そこに指導者の晴美が加わって、敵はいないが、我が家は戦場と化している。
とんだとばっちりの爆弾がこっちにも落ちてくる。
僕の性格は、妻とは対局にある。
あわてるのは嫌いである。
目標を決めて、やるべきことを早め早めにこなして行くから、発表会が目前に迫っていても、まったく焦ることはない。
僕の役目のプログラム作成、ポスター、ウェルカムボード、立て看板、お返しのハンカチ準備、内祝いの準備、ナレーション原稿作成、その他すべて完了。
昨日の土曜日なんか、呑気に銀座の鳩居堂まで封筒を買いに行ってきた。
つくばにも鳩居堂ができたのたが、つくばの鳩居堂の封筒と便箋は、少しだけ「さつまいも」の匂いがする。ような気がする・・・
「さつまいも」が好きな方ならいいけど、
「いやー、じつは、さつまいもはどうも苦手でして・・・じゃがいもは好きなんですよ!はい・・・」と言う方がいたら、その方にはつくばで買った封筒を渡せない。だから、面倒でも銀座の鳩居堂まで買いに行くのである。

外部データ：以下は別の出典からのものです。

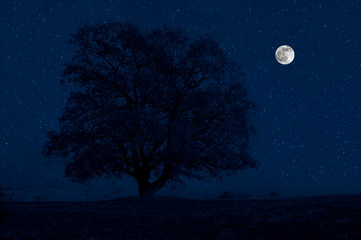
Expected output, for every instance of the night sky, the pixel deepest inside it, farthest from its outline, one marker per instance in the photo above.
(309, 112)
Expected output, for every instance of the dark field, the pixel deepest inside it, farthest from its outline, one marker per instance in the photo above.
(321, 217)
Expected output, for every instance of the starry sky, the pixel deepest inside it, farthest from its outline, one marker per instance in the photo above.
(309, 112)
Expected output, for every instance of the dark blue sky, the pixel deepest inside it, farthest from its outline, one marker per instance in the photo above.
(309, 114)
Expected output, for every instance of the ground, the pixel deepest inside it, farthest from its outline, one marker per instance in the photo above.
(319, 217)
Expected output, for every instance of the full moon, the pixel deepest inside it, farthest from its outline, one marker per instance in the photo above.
(285, 54)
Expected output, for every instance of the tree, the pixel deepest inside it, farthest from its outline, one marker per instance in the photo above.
(155, 105)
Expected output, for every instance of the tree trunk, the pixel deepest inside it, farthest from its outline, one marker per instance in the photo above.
(145, 188)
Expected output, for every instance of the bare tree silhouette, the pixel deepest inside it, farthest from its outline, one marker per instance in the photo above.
(155, 105)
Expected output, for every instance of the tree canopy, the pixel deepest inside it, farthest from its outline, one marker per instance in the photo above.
(157, 106)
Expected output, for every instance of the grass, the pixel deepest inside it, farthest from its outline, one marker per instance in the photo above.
(319, 217)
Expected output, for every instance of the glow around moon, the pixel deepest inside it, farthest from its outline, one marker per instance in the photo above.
(285, 54)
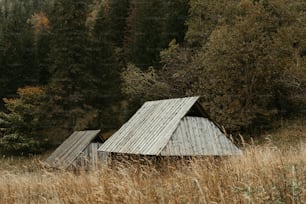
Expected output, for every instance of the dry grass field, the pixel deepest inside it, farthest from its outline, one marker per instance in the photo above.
(273, 172)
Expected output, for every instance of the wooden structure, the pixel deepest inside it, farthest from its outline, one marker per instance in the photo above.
(172, 127)
(80, 149)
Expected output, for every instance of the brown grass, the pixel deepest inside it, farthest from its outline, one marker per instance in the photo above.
(264, 174)
(273, 172)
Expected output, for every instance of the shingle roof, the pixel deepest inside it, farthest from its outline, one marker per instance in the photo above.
(162, 128)
(150, 128)
(198, 136)
(71, 148)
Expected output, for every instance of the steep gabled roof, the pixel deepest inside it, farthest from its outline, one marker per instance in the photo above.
(150, 128)
(198, 136)
(71, 148)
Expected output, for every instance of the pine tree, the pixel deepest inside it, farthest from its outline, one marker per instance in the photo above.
(105, 69)
(71, 82)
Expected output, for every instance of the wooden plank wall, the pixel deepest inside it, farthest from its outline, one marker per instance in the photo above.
(89, 157)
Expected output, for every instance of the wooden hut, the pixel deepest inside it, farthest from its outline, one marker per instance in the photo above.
(80, 149)
(172, 127)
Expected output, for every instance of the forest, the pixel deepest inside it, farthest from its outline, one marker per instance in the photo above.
(71, 65)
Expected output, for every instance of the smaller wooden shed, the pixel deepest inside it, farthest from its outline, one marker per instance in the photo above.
(80, 149)
(171, 127)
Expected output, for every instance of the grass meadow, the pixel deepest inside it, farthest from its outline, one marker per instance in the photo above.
(271, 172)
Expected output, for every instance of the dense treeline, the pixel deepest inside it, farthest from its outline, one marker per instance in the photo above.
(76, 64)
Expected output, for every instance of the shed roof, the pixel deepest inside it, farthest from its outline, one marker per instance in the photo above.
(150, 128)
(158, 125)
(71, 148)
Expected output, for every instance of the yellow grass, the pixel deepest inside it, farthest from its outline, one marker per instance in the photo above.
(269, 172)
(264, 174)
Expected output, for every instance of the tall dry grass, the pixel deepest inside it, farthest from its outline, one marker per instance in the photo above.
(264, 174)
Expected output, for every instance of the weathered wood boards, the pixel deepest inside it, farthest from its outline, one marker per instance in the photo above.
(167, 127)
(77, 148)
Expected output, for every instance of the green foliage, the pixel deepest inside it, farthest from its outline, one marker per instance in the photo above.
(20, 62)
(247, 62)
(23, 124)
(151, 25)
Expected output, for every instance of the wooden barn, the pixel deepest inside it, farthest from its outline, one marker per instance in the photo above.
(172, 127)
(78, 150)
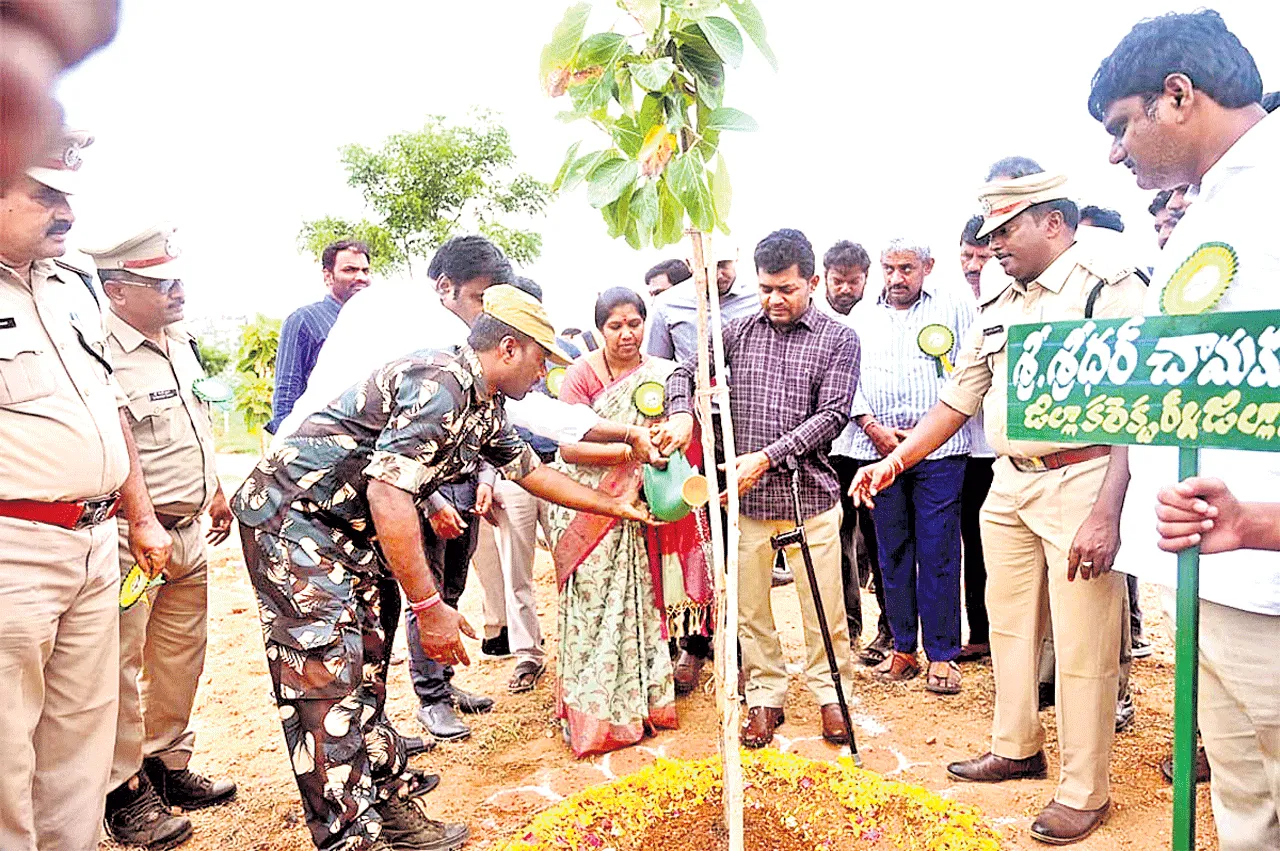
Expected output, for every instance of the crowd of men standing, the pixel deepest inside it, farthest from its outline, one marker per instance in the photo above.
(405, 415)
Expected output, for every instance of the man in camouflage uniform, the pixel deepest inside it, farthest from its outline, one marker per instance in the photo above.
(333, 508)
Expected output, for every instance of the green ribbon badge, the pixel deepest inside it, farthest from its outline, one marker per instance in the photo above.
(937, 341)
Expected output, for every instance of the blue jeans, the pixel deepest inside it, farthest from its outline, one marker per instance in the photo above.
(918, 532)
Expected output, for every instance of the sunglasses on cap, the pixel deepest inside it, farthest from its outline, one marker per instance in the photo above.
(163, 287)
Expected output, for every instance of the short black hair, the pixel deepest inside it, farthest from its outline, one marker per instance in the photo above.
(785, 248)
(676, 271)
(615, 297)
(1070, 213)
(488, 332)
(1197, 44)
(1011, 168)
(329, 256)
(1160, 201)
(465, 259)
(1102, 218)
(529, 286)
(969, 236)
(846, 255)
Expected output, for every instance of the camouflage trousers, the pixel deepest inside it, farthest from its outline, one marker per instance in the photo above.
(330, 686)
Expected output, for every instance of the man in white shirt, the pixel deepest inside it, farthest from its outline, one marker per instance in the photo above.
(1180, 99)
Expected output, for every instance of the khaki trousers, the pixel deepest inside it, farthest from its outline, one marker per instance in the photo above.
(1239, 721)
(757, 631)
(1028, 524)
(163, 641)
(59, 604)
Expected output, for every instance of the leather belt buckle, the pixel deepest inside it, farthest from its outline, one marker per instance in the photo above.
(97, 511)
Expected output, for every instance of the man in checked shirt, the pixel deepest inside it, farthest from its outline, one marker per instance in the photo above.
(792, 376)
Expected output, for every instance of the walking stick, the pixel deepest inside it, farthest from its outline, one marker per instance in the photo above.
(798, 536)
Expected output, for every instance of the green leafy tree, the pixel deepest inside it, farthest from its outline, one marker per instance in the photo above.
(255, 364)
(659, 97)
(432, 184)
(213, 357)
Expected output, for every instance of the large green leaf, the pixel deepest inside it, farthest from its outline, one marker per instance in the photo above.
(560, 50)
(702, 60)
(600, 49)
(583, 167)
(725, 37)
(653, 76)
(644, 207)
(726, 118)
(570, 158)
(609, 181)
(753, 24)
(722, 192)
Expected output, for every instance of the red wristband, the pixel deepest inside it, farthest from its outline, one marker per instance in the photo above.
(419, 607)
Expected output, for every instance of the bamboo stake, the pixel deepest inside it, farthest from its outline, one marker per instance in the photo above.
(723, 557)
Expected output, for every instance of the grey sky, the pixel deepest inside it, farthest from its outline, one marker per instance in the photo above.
(227, 118)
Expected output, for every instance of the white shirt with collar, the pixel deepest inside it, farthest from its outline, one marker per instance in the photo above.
(1234, 205)
(393, 319)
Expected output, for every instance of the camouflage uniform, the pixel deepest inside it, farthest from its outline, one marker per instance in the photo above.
(312, 557)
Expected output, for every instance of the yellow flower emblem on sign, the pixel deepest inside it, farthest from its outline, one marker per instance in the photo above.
(1201, 282)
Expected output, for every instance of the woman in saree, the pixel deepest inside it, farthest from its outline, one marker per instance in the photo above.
(624, 588)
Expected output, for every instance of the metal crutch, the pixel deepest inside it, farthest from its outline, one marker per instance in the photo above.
(798, 536)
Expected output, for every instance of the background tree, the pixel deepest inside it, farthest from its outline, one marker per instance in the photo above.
(432, 184)
(255, 365)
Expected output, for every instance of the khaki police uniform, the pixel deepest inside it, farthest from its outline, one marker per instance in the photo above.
(59, 588)
(1029, 521)
(163, 636)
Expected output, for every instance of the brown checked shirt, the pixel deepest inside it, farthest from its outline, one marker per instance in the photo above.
(170, 425)
(59, 406)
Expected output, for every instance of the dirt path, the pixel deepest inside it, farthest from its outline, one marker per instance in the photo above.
(516, 763)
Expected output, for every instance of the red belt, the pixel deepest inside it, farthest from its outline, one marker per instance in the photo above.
(71, 515)
(1056, 460)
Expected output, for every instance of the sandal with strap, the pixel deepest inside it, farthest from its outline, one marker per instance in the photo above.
(947, 685)
(897, 667)
(525, 676)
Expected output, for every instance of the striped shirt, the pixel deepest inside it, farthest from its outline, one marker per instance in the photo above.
(790, 393)
(301, 337)
(899, 381)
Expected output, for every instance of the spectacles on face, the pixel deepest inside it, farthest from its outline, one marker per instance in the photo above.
(163, 287)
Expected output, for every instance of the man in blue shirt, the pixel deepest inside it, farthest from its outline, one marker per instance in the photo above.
(346, 273)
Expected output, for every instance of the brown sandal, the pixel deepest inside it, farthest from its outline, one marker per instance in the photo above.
(897, 667)
(949, 685)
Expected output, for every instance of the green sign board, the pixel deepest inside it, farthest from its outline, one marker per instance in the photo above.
(1206, 380)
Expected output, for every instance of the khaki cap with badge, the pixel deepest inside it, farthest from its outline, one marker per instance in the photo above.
(152, 254)
(1004, 200)
(59, 168)
(524, 312)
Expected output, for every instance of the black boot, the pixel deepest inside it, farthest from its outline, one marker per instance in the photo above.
(138, 817)
(184, 788)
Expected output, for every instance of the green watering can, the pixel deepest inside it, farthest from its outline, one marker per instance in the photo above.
(676, 490)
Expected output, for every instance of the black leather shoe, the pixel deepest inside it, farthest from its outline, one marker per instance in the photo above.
(138, 817)
(469, 703)
(186, 788)
(442, 722)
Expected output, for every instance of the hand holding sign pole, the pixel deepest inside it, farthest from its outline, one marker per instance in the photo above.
(1187, 381)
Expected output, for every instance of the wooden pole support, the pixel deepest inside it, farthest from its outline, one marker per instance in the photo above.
(723, 553)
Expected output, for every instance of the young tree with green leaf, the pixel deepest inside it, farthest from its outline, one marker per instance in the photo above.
(432, 184)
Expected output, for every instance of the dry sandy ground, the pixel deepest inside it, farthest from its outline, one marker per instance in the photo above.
(516, 763)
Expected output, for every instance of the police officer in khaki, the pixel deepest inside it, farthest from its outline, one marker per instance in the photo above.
(64, 472)
(163, 632)
(1046, 550)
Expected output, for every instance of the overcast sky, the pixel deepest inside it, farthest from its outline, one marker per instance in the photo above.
(225, 118)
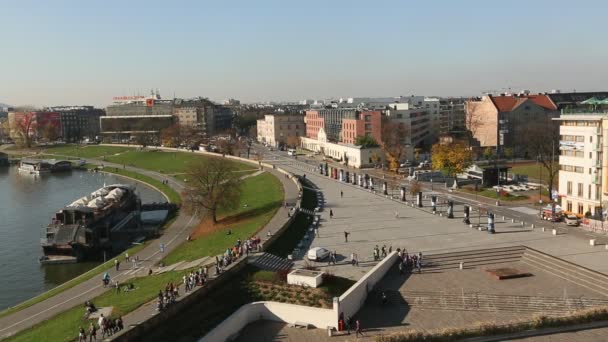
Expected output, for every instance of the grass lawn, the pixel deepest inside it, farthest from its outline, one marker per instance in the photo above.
(64, 326)
(491, 193)
(86, 151)
(164, 162)
(533, 170)
(69, 284)
(263, 195)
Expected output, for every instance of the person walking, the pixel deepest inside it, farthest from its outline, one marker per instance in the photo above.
(358, 328)
(92, 332)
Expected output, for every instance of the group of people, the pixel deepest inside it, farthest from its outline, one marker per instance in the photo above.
(381, 253)
(407, 262)
(348, 324)
(168, 296)
(108, 327)
(198, 278)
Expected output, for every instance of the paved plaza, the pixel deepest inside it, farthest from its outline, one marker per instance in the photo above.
(370, 220)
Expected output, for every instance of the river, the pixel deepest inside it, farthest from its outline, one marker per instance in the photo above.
(27, 203)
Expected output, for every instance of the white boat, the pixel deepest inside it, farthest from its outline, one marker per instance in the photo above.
(34, 167)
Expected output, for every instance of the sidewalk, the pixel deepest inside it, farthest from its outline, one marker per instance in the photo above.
(278, 220)
(172, 237)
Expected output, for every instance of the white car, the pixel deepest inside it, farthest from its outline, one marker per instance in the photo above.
(317, 253)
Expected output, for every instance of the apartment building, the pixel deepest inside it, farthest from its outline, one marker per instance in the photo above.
(583, 175)
(276, 129)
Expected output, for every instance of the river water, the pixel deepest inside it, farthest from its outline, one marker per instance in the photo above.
(27, 203)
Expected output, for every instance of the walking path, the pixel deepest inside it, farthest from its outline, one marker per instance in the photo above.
(172, 237)
(278, 220)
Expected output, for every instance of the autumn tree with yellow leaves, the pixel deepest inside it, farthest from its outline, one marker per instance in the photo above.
(453, 158)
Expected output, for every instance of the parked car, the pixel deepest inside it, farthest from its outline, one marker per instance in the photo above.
(317, 253)
(571, 220)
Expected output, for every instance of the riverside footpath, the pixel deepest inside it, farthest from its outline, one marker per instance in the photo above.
(77, 295)
(148, 258)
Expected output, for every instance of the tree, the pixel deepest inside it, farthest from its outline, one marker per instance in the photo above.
(473, 120)
(394, 137)
(453, 158)
(171, 136)
(415, 187)
(293, 141)
(488, 153)
(508, 153)
(214, 185)
(25, 126)
(540, 140)
(366, 141)
(50, 132)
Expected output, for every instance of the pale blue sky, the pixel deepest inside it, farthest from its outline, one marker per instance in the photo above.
(84, 52)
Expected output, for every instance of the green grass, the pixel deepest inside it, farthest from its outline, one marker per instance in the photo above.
(263, 195)
(64, 326)
(164, 162)
(173, 196)
(534, 171)
(491, 193)
(69, 284)
(86, 151)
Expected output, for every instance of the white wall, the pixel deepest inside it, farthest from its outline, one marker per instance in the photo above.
(352, 300)
(279, 312)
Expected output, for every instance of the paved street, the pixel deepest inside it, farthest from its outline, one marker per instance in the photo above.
(172, 237)
(370, 220)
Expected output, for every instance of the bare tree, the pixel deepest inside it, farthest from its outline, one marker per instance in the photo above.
(24, 125)
(541, 141)
(394, 138)
(472, 119)
(50, 132)
(214, 185)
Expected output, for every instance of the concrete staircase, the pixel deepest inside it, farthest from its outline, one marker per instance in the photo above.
(492, 302)
(581, 276)
(270, 262)
(472, 258)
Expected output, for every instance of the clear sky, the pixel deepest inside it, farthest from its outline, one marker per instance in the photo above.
(84, 52)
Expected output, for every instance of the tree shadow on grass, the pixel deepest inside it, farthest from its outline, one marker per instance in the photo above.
(226, 220)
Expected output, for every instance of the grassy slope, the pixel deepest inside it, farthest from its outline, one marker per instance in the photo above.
(69, 284)
(263, 195)
(64, 326)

銀座の鳩居堂で買った便箋と封筒は、白檀(びゃくだん)の香りがする。
もしかすると、気のせいかもしれないが・・・
銀座で買い物をしたその夜、シニア科の「元鼻くそ仮面」たちが、レッスンを見てほしいと言うから、仕方ない、夜10時まで見てやった。
照明下見の時、あまりにも表現が乏しかったものだから、現場で「チミたち、それではいけないのチャンチャコリン!」と、怒鳴ってしまった。
その流れで、昨夜の稽古見になったわけだ。
さすがに、昔、コンクールでしぼられただけのことはある。ちゃんと学習し、修正し、「これならどうですか?」と、言わんばかりの自身たっぷりで通しを見せてくれた。
いいダンスに仕上がっている。
振付の麻衣は現役のトップダンサーだから別だが、他の6人は、久しぶりの舞台と連日の稽古だ。
技術は、「ジュニア科」のコンクール組には敵わないが、さすがに大人だ、少しは恋の痛みや、よく見ると水って透明じゃないんだな、なんてことを、知ってきたのか、表現が美しい。
小津安二郎風に言えば、
「いいかね?」「ああ、いいよ」ってな感じだ。
ダンスは「美しさ」が命だ。
血みどろの作品を踊ろうが、汚れきった作品を踊ろうが、「美しさ」が命だ。
「シニア科」
はじめての試みたが、鍛えなおす「価値」はあるかもしれない。